A group shot of the OPAL Board of Trustees past and present, OPAL staff, and others who have worked to get April’s Grove built and gathered for a socially distant ribbon cutting.

A group shot of the OPAL Board of Trustees past and present, OPAL staff, and others who have worked to get April’s Grove built and gathered for a socially distant ribbon cutting.

April’s Grove residents are moving in

For many, the completion of April’s Grove could not have come at a better time.

The first nine households moved into OPAL Community Land Trust’s newest housing project at the beginning of September. For two single parents, they now have a home with bedrooms. A number of tenants had been couch surfing or were homeless.

“It’s been at times heartbreaking in the sense that it’s been a long journey: more than five years with numerous funding rejections that we then had to go back and redo, and then consistently hearing from people who were so desperate for a place to live,” said OPAL Executive Director Lisa Byers. “And the flip side is that I’ve been incredibly inspired by how generous the Orcas community has been and how supportive they are of this project. More than anything we have done, this has captured the heart and imagination of the community. People get what the need is and wanted to be part of the solution. This is not OPAL’s project, it’s the island’s project in a way.”

Over the next three months, 10 to 15 families will move in each month until all 45 townhomes are occupied. Construction is scheduled to be complete by early October, with landscaping to continue through the end of the year. The endeavor — the first new affordable rental housing of significant size in San Juan County in nearly 30 years — has weathered some difficulties.

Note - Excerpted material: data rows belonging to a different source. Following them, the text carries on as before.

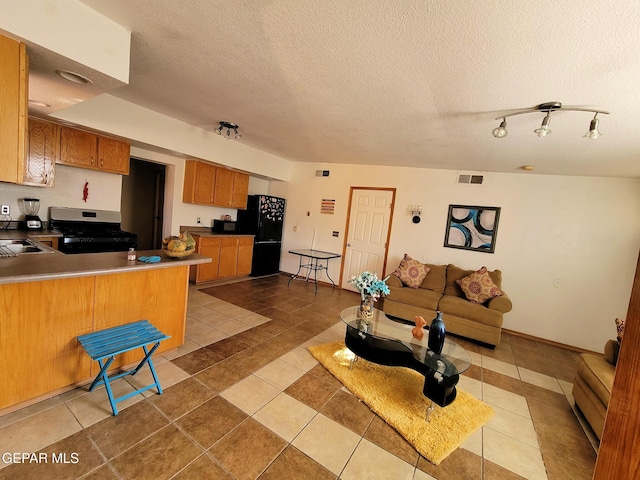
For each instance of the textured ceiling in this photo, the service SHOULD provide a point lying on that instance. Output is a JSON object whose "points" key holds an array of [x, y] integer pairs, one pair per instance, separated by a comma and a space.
{"points": [[395, 82]]}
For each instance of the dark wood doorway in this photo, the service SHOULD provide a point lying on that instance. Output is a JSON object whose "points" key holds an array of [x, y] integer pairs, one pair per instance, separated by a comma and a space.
{"points": [[142, 202]]}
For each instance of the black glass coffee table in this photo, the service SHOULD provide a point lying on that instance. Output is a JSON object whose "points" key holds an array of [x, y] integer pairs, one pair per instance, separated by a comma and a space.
{"points": [[389, 342]]}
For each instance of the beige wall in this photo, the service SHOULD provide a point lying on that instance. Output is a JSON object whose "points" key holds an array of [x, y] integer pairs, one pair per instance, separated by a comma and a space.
{"points": [[567, 246]]}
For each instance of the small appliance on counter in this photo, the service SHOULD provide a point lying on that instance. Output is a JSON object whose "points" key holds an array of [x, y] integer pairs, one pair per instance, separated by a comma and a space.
{"points": [[32, 206]]}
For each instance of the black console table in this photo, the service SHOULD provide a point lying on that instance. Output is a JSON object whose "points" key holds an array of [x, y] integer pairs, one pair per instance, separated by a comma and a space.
{"points": [[387, 342]]}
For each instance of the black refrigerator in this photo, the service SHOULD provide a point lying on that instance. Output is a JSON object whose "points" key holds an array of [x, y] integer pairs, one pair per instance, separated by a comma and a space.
{"points": [[263, 218]]}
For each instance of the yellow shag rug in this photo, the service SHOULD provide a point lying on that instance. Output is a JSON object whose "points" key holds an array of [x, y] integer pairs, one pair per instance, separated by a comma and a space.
{"points": [[395, 394]]}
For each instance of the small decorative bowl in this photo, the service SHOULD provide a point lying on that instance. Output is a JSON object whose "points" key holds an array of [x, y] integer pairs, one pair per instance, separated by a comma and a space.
{"points": [[184, 253]]}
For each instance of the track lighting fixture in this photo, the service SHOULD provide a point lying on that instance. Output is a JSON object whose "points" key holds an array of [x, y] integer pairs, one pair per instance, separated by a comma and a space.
{"points": [[544, 130], [229, 126]]}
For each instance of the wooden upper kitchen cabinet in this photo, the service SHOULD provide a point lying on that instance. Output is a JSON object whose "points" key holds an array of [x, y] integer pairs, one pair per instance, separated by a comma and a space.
{"points": [[88, 150], [42, 152], [206, 184], [199, 182], [14, 91]]}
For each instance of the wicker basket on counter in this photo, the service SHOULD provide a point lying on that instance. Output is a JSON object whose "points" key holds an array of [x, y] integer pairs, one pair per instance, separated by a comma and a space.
{"points": [[174, 254]]}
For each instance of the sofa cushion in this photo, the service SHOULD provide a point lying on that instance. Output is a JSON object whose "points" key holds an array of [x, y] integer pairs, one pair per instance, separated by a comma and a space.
{"points": [[462, 308], [478, 286], [420, 297], [411, 271], [598, 374], [456, 273], [436, 278]]}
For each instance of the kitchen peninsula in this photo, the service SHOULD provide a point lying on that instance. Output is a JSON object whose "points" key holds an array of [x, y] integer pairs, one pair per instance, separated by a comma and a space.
{"points": [[48, 299]]}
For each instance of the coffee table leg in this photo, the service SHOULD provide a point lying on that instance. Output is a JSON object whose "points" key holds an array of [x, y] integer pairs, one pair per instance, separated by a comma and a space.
{"points": [[429, 410], [353, 360]]}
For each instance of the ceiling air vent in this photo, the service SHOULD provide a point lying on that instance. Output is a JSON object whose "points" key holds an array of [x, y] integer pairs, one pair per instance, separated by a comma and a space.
{"points": [[470, 179]]}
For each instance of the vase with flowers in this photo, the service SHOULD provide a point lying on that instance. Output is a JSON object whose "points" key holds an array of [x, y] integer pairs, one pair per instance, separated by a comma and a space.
{"points": [[371, 288]]}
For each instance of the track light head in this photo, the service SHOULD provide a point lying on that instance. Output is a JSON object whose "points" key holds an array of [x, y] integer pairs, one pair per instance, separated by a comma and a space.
{"points": [[544, 130], [593, 132], [229, 126], [501, 131]]}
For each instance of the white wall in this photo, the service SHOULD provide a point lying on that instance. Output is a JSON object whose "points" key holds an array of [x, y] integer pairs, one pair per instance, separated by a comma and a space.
{"points": [[567, 246], [104, 192]]}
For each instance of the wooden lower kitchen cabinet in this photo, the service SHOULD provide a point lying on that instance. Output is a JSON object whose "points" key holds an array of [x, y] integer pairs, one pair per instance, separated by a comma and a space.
{"points": [[209, 247], [39, 351], [231, 257]]}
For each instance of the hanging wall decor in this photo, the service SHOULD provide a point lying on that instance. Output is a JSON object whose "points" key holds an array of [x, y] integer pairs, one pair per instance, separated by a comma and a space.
{"points": [[472, 228]]}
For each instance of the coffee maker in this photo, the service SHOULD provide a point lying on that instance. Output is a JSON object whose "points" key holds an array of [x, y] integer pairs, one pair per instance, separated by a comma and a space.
{"points": [[32, 206]]}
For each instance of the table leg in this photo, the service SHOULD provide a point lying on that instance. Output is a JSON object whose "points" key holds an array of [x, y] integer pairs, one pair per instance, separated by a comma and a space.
{"points": [[330, 279], [430, 409], [295, 274]]}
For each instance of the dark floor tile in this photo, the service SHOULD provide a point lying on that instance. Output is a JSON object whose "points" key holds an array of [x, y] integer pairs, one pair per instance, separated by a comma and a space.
{"points": [[566, 468], [474, 372], [491, 471], [115, 434], [69, 458], [248, 450], [292, 464], [256, 357], [560, 416], [182, 397], [349, 411], [461, 464], [222, 375], [160, 456], [203, 469], [197, 360], [385, 436], [211, 421], [103, 473], [228, 347], [312, 391]]}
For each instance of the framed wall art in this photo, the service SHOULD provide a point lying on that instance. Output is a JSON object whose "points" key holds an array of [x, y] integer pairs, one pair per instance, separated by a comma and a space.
{"points": [[472, 228]]}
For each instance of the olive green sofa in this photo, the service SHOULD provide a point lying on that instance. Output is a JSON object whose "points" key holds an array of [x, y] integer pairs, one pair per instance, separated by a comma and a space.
{"points": [[440, 292], [593, 384]]}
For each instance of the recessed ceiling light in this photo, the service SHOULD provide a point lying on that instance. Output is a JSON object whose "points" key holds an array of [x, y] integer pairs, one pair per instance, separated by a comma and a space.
{"points": [[37, 103], [74, 77]]}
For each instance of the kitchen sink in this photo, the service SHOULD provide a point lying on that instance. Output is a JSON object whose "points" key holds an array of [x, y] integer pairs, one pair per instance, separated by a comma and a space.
{"points": [[14, 247]]}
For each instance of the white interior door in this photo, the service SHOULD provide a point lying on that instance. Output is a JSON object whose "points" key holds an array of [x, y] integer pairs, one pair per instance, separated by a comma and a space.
{"points": [[368, 232]]}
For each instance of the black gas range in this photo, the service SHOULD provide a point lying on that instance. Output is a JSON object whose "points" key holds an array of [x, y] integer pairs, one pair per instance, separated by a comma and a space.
{"points": [[90, 231]]}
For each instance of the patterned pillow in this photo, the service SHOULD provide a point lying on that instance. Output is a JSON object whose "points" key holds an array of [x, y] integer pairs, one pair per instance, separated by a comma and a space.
{"points": [[411, 272], [620, 329], [478, 286]]}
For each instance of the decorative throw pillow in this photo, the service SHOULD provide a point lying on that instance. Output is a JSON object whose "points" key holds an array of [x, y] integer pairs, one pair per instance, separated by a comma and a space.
{"points": [[411, 272], [620, 329], [478, 286]]}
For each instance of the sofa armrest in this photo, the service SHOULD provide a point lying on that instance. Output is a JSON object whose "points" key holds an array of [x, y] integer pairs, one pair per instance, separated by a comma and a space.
{"points": [[501, 303], [394, 281]]}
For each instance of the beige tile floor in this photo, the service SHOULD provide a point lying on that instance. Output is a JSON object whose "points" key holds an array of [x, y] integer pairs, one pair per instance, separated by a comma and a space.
{"points": [[243, 398]]}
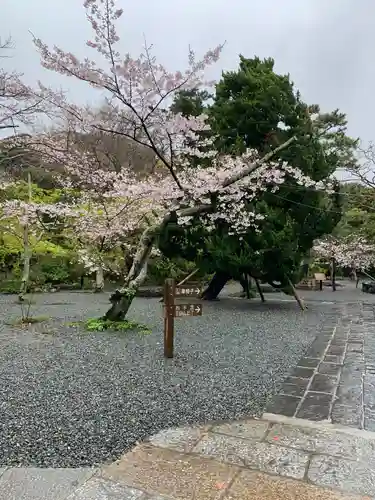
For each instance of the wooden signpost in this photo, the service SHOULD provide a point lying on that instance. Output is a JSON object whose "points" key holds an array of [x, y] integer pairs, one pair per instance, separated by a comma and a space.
{"points": [[184, 306]]}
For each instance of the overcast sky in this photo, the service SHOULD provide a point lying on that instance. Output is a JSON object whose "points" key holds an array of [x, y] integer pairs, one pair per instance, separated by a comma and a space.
{"points": [[327, 46]]}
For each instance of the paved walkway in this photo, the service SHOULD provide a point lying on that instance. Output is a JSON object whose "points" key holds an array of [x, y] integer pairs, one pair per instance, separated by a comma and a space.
{"points": [[314, 442]]}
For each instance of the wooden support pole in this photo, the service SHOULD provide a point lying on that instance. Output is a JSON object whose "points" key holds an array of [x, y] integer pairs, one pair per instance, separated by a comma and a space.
{"points": [[169, 294], [259, 290], [188, 277], [296, 296], [183, 281], [246, 283], [333, 275]]}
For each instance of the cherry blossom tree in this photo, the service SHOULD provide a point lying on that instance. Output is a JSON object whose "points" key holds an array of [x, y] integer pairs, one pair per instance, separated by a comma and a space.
{"points": [[19, 103], [29, 221], [353, 251], [139, 93]]}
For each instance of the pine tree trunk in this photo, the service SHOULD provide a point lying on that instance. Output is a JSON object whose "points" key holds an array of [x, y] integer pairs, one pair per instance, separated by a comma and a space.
{"points": [[99, 280], [215, 286]]}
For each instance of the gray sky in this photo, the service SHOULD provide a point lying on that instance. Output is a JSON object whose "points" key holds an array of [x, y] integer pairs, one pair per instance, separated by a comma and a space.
{"points": [[326, 45]]}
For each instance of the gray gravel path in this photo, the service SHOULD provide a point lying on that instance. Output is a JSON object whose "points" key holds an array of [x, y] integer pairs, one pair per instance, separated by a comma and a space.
{"points": [[71, 398]]}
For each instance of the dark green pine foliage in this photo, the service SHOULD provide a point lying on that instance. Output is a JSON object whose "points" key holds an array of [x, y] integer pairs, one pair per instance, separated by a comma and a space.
{"points": [[246, 112]]}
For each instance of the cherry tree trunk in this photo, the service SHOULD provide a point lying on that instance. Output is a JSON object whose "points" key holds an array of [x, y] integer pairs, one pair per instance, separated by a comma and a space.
{"points": [[25, 274], [99, 280], [216, 285], [122, 299]]}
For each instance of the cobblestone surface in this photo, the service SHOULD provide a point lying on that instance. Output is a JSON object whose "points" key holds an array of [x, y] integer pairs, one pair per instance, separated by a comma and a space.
{"points": [[261, 459], [335, 380]]}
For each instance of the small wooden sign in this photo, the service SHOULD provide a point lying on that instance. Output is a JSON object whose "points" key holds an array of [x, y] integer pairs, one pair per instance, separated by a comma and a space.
{"points": [[180, 310], [320, 276], [188, 290], [177, 310]]}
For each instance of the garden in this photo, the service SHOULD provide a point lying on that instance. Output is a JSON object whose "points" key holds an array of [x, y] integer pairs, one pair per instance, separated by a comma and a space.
{"points": [[168, 176]]}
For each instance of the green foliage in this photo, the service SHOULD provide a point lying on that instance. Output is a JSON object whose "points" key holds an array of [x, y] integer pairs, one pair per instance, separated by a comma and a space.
{"points": [[28, 320], [100, 325], [247, 109]]}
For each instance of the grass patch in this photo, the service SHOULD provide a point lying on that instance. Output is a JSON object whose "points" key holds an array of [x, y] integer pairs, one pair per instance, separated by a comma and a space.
{"points": [[28, 320], [101, 325]]}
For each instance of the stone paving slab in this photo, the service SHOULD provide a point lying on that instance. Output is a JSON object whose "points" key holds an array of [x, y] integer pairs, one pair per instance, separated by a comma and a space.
{"points": [[335, 380], [167, 472], [275, 457], [261, 456], [256, 486], [41, 484]]}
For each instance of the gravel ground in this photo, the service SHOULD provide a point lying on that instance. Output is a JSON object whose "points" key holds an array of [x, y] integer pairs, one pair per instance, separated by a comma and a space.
{"points": [[71, 398]]}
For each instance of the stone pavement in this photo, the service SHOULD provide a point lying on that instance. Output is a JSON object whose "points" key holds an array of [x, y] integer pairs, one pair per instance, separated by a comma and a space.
{"points": [[278, 458], [335, 380], [315, 442]]}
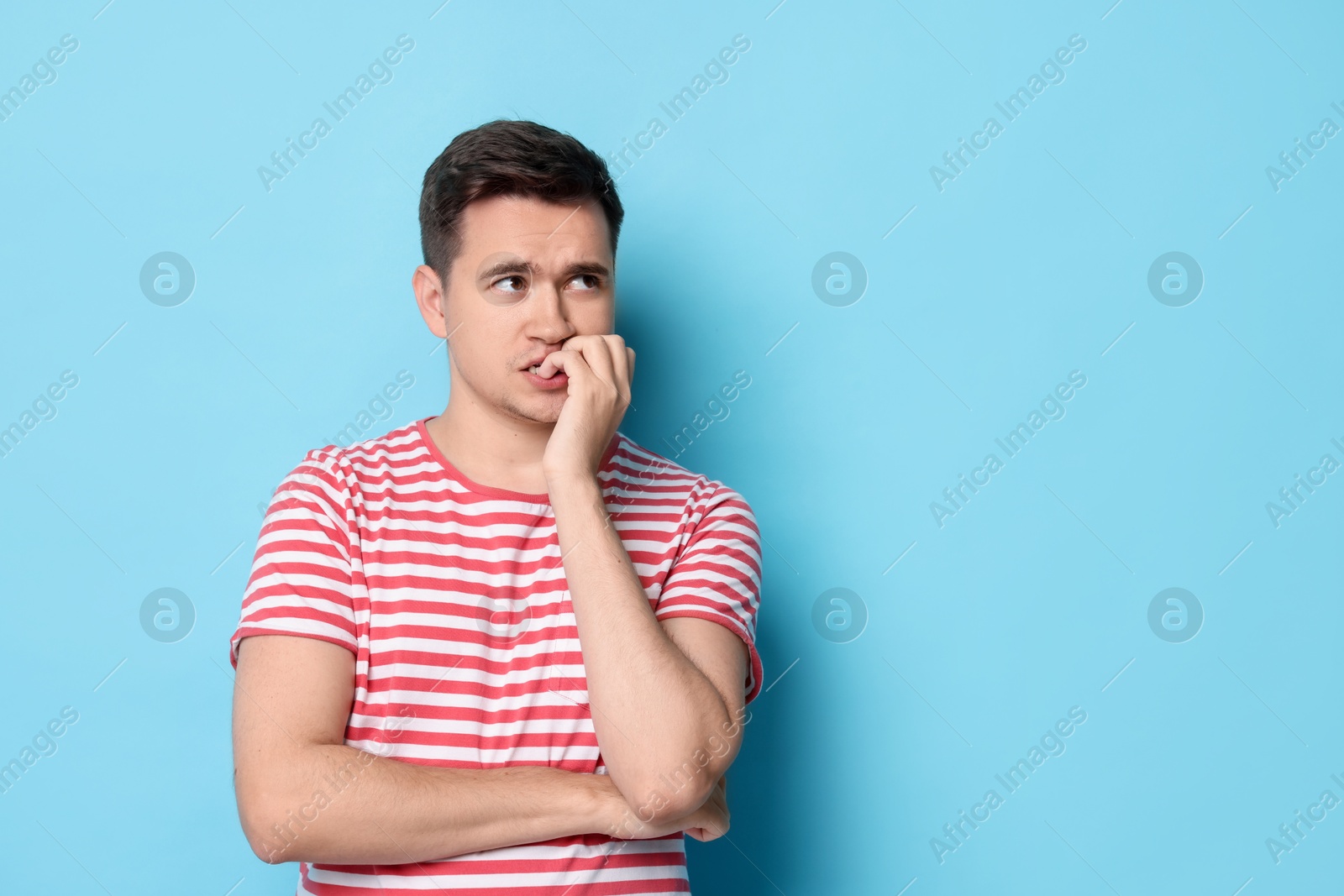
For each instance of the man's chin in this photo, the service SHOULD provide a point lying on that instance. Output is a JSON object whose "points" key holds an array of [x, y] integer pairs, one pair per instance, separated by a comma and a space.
{"points": [[541, 409]]}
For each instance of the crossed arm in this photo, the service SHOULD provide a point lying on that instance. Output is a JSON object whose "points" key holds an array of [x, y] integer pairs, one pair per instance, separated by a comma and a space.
{"points": [[667, 703]]}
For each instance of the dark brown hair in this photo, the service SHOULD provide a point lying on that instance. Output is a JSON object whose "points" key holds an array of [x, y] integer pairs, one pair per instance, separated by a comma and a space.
{"points": [[508, 159]]}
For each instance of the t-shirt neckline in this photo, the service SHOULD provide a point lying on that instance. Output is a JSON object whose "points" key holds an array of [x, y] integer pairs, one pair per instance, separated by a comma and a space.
{"points": [[490, 490]]}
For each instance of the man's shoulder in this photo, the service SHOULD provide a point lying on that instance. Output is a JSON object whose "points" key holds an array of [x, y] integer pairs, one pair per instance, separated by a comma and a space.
{"points": [[640, 469], [367, 458]]}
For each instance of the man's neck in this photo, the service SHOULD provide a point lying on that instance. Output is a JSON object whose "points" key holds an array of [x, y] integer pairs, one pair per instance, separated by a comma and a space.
{"points": [[491, 448]]}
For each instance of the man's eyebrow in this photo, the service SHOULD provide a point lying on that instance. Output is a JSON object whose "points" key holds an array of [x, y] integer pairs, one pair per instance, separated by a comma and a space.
{"points": [[517, 265]]}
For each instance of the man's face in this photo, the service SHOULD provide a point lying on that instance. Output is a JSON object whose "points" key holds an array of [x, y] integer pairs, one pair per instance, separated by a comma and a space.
{"points": [[531, 275]]}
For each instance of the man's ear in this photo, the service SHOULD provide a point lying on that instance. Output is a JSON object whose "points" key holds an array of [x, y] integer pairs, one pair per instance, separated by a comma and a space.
{"points": [[430, 298]]}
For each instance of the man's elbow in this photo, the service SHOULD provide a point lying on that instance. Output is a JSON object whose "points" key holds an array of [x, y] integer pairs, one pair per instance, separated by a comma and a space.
{"points": [[270, 831]]}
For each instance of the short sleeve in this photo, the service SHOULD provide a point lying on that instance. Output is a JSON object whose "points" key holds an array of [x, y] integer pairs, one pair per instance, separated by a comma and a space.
{"points": [[717, 577], [302, 575]]}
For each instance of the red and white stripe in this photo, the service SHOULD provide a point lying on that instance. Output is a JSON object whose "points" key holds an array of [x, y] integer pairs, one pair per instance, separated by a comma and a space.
{"points": [[454, 600]]}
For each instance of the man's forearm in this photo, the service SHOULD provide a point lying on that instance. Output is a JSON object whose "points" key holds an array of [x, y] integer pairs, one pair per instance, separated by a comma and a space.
{"points": [[335, 804], [652, 708]]}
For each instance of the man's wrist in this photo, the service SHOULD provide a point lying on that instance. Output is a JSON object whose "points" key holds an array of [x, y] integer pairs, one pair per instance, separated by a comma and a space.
{"points": [[570, 484], [608, 809]]}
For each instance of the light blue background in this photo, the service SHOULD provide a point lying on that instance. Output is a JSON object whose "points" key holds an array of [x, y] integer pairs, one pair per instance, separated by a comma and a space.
{"points": [[1027, 266]]}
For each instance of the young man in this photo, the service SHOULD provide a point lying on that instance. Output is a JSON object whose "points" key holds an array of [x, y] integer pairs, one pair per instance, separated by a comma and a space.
{"points": [[504, 649]]}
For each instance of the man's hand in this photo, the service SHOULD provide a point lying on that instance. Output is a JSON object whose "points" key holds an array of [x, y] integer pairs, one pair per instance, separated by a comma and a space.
{"points": [[600, 369]]}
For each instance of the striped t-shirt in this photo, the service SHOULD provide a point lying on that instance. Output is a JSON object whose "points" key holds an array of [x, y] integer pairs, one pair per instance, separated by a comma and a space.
{"points": [[454, 600]]}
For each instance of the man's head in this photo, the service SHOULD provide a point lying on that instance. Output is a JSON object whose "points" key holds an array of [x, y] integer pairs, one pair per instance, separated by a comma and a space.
{"points": [[519, 226]]}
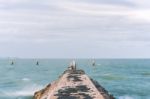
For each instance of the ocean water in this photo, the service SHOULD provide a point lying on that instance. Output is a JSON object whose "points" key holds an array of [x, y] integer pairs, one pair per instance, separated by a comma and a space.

Planning for April’s Grove began in June 2015 when OPAL signed a purchase and sale agreement and then hosted listening sessions to determine the greatest need, and community design meetings to create preliminary designs. The next three years were filled with studies on traffic, archaeology, wetlands, stormwater detention, soils, and tree health.

Thanks to the voters of San Juan County who adopted a Real Estate Excise Tax in November 2018 and a legacy contribution from Bob Henigson, the construction of April’s Grove began in May of 2019. As construction progressed into 2020 and the COVID-19 pandemic began to drastically affect daily lives, Governor Inslee’s Stay Home, Stay Healthy Order identified exemptions for certain activities. Projects like April’s Grove were considered essential, and construction continued with the crews working on-site adopting new protocols to keep workers healthy.

The total cost of the project was $15.5 million with support as follows: $3.4 million in donations and private grants, including $450,000 from the Orcas Island Community Foundation; $4.4 million in Federal, State and Local government grants and deferred loans, including $1.9 million in grants awarded or pending from San Juan County voters and taxpayers; $5.5 million in Federal Low Income Housing Tax Credits; and $2.2 million in a mortgage loan from Washington Federal Bank.

The application period opened in March, and so far OPAL has received 140 requests, which is more than three times what is available in April’s Grove. The granting agencies that OPAL partnered with had requirements for residents: 20 of townhomes had to be occupied with residents below 50 percent of median income; 21 below 60 percent of median income; nine had to prioritize people who are homeless; five had to house those with mental or physical disabilities; nine must be families with children, and nine had to be large households of four people or more. The remaining occupancies were unrestricted.

“We recognized earlier this year that as much as we would be celebrating at this time that we’d also be acknowledging a lot of disappointment,” said Byers. “Going forward, we will always do what we’ve done: continue with scattered-site homes and talking to the community about our biggest needs. The pandemic has revealed in a more clear way that we have a bunch of our neighbors who are chronically homeless. I also hear from middle-class people who are just over the OPAL threshold and extremely frustrated with the real estate prices continuing to increase. There are a whole bunch of people left out. And this is a moment in time where new folks are now choosing to live on the island because of the pandemic. How do we welcome them to the community, and explain what is important to our community?”